After dropping to zero in the summer months, data showed that the reported hash rate suddenly surged back to 30.47 EH/s in September 2021, placing China back in second place at that moment. 

This led to the follow up crackdown from government officials that fall who investigated whether organizations that receive subsidized power from the state (like schools, hospitals and community centers) were involved in crypto mining.
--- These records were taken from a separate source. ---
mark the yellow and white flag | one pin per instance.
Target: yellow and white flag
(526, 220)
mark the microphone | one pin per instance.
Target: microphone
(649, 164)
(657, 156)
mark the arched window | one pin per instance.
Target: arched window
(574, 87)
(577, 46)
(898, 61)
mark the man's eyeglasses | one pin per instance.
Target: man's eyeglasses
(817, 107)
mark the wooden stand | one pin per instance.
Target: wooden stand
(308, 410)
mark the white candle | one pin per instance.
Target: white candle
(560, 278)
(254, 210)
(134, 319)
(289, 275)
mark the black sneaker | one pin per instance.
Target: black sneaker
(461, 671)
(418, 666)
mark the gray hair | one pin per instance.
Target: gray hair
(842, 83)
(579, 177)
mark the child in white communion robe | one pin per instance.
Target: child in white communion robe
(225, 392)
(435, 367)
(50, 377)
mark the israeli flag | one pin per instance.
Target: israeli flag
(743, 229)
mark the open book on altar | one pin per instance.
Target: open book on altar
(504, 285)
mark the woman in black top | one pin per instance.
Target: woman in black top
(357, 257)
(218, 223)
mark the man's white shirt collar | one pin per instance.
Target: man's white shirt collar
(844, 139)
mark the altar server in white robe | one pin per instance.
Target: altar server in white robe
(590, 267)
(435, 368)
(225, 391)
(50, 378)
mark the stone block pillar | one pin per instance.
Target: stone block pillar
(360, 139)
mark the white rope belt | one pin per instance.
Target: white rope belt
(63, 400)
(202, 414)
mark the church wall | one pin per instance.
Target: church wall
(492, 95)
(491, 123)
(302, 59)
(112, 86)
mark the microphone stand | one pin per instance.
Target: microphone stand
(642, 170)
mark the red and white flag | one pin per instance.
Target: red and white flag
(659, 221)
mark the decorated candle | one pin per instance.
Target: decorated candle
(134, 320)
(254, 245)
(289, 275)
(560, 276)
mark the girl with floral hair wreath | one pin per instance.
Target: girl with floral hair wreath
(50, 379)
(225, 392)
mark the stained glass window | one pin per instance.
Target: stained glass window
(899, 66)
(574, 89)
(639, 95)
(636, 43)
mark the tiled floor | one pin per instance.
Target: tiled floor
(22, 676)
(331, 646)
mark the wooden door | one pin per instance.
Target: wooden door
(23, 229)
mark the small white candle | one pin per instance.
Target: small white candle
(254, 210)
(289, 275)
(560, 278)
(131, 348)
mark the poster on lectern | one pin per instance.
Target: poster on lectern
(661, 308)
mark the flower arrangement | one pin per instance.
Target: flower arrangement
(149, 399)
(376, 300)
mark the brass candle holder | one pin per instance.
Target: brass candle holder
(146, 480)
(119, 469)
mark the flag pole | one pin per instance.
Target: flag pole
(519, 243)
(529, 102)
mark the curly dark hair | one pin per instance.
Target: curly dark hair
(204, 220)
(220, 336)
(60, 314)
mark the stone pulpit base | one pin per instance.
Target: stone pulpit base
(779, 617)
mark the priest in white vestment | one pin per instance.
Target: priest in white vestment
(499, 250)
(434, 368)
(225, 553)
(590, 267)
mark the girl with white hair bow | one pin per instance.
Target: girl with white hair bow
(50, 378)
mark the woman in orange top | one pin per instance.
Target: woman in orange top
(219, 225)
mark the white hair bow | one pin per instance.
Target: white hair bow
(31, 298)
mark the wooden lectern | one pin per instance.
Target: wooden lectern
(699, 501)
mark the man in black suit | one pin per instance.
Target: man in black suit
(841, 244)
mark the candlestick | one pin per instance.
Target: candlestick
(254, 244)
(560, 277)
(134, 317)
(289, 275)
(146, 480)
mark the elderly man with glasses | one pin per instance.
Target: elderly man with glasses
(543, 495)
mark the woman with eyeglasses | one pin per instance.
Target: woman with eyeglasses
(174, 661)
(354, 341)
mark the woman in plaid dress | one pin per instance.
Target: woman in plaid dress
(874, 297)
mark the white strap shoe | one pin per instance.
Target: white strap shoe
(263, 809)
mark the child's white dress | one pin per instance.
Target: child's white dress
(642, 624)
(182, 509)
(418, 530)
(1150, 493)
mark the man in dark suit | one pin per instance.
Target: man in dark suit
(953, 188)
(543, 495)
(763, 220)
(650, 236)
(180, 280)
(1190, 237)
Violators would be punished with higher electricity prices, according to reports

"Virtual currency mining features high energy consumption and carbon emissions, and doesn’t play a positive role in industrial development and technological progress," Meng Wei, spokesperson for China's National Development and Reform Commission, said at the time, according to Fortune. 

"[Crypto's] blind and disorderly development has a severe adverse impact on promoting high-quality economic and social development, energy conservation, and emission reduction.”

Crypto Miners Skirting the Rules

As crypto exchanges acquiesced to China's ban last year, Chinese users who wanted to continue mining and investing got creative. 

According to Forkast.News, more than 30 crypto-related companies withdrew from the mainland following the ban, leaving crypto enthusiasts with no other option but to get creative. 

Investors on the mainland began making efforts to register companies overseas to bypass the know-your-customer checks that crypto wallets require, the local Beijing Business Daily reported.  

Other investors looked to opening accounts on decentralized exchanges with DeFi, or decentralized finance, platforms allowing trade with each other without an intermediary like a bank or broker. 

"I still regularly trade crypto,” said one Chinese investor with an overseas bank account told the Financial Times last year. “How can authorities stop me when the industry has developed to evade centralized control?”